Carlisle stressed it was important that the industry players “participate as our rulemaking is going down the road… Bringing those aspects of the real world environment is extremely important. Don’t underestimate the power of… a regulator who regrettably may have little experience in the industry” to respond improperly to the industry’s needs.

Asked why the Commission acted on the AT&T petition on phone-to-phone VoIP services before completing the rulemaking, Carlisle said the Commission was responding to requests from “the broad cross sections of the industry,” which sought clarity: “The situation that was continuing as a result of us not saying anything was that AT&T was deriving an unfair competitiveness advantage through self-election… So, at a certain point… the sense within the Commission was ‘yes, we have to do it.'” Asked whether UNE-P was “focusing the mind of the Commission on VoIP” or whether it was a “clouding issue,” Carlisle said UNE-P “right now sort of created its own dimension. It’s hard to relate it to anything going on anywhere else. At this point IP-enabled service is moving forward on its own track -- it’s really much more a question of classification and jurisdiction. And UNE-P… is more of a question of what [Sec.] 251 means.”

Better than expected workshop turnout created the impression the CLEC industry was finally getting serious about VoIP. One industry source speculated CLECs would take their place in the VoIP market as soon as this year. “This year is pretty important, because CLECs are consolidating their network elements, financial assets and products and services to provide over the same infrastructure,” the source told us. The source also speculated IP services “will probably move to a measured price [scheme away from] current flat rate unlimited [scheme] that most IP providers enjoy.” In that case, the source said consumers would probably “enjoy 30% to 50% discounts on IP services over the legacy TDM services.”

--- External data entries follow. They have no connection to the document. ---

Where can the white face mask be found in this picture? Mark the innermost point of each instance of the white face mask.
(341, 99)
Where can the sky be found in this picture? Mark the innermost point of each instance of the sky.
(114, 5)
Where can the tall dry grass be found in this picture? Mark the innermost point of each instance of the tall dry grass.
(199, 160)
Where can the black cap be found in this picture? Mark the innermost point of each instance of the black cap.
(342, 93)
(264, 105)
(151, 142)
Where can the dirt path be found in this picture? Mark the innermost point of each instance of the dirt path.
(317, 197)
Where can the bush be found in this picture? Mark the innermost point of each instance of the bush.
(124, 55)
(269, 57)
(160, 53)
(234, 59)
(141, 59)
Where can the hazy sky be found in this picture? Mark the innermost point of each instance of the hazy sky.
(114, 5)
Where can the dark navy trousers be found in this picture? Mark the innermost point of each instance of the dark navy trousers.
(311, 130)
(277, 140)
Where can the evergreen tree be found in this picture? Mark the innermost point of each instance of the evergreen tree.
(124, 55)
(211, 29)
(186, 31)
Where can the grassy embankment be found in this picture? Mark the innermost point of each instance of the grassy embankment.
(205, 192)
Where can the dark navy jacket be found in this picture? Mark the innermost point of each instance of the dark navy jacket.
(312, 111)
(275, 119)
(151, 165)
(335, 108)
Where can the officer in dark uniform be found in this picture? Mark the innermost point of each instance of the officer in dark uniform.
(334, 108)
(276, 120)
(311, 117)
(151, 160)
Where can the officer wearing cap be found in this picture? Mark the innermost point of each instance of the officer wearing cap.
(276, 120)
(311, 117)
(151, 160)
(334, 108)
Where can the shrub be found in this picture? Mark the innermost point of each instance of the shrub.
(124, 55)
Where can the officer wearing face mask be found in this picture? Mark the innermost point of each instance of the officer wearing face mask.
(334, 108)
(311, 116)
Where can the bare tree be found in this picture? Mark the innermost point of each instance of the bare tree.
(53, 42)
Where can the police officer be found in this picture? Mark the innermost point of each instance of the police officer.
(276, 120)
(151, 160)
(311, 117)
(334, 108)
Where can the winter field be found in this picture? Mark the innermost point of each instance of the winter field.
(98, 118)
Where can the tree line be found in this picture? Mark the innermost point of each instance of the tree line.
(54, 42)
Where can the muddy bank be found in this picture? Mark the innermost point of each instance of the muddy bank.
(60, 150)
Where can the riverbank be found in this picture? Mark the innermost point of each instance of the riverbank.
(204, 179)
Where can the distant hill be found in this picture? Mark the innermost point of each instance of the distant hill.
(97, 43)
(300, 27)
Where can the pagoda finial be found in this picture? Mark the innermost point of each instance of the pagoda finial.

Some speakers expressed concern it was hard to control service quality because they don’t own the last mile. “One of the main reasons that we are targeting cable providers is because they own last mile alternative,” said Callipso Product Mgr. Nathan Dominguez: “If you are able to integrate your networks with theirs, you will be able to control the quality of service.” He said the lowest rate “is going to get you the business but bringing a real value to your end- user through an IP-based application is what is going to retain those customers.”